No observer, probably, would have been acute enough to fix exactly the moment at which the girl ceased to take out her mother and began to be taken out by her. A later phase was more distinguishable–that at which Rose forbore to inflict on her companion a duality that might become oppressive. She began to economise her force, she went only when the particular effect was required. Her marriage was delayed by the period of mourning consequent upon the death of her grandmother, who, the younger Mrs. Tramore averred, was killed by the rumour of her own new birth. She was the only one of the dragons who had not been tamed. Julia Tramore knew the truth about this–she was determined such things should not kill HER. She would live to do something–she hardly knew what. The provisions of her mother’s will were published in the “Illustrated News”; from which it appeared that everything that was not to go to Eric and to Julia was to go to the fortunate Edith. Miss Tramore makes no secret of her own intentions as regards this favourite.

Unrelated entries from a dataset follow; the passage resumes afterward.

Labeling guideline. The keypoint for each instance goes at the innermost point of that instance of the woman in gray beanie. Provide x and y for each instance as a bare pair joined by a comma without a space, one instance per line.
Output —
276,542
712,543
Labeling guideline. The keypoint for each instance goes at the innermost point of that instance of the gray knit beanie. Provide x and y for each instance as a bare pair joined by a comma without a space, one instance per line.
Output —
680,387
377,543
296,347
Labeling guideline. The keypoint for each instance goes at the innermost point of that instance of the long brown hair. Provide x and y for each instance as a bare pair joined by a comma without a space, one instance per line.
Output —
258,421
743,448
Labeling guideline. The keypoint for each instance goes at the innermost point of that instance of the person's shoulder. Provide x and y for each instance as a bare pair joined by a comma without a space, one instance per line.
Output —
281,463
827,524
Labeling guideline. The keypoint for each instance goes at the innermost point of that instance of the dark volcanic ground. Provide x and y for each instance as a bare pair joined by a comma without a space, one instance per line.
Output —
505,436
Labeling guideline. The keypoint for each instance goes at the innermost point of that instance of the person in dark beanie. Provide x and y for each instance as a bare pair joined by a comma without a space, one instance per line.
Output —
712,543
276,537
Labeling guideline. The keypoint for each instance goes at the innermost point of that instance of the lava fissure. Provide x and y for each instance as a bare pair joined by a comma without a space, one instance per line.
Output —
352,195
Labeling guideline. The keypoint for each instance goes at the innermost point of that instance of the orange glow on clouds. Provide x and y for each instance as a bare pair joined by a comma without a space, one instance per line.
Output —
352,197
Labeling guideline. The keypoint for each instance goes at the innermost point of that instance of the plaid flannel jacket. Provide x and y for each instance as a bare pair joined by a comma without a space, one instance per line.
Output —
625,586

Edith is not pretty, but Lady Maresfield is waiting for her; she is determined Gwendolen Vesey shall not get hold of her. Mrs. Vesey however takes no interest in her at all. She is whimsical, as befits a woman of her fashion; but there are two persons she is still very fond of, the delightful Bertram Jays. The fondness of this pair, it must be added, is not wholly expended in return. They are extremely united, but their life is more domestic than might have been expected from the preliminary signs. It owes a portion of its concentration to the fact that Mrs. Tramore has now so many places to go to that she has almost no time to come to her daughter’s. She is, under her son-in-law’s roof, a brilliant but a rare apparition, and the other day he remarked upon the circumstance to his wife.
“If it hadn’t been for you,” she replied, smiling, “she might have had her regular place at our fireside.”
“Good heavens, how did I prevent it?” cried Captain Jay, with all the consciousness of virtue.
“You ordered it otherwise, you goose!” And she says, in the same spirit, whenever her husband commends her (which he does, sometimes, extravagantly) for the way she launched her mother: “Nonsense, my dear–practically it was YOU!”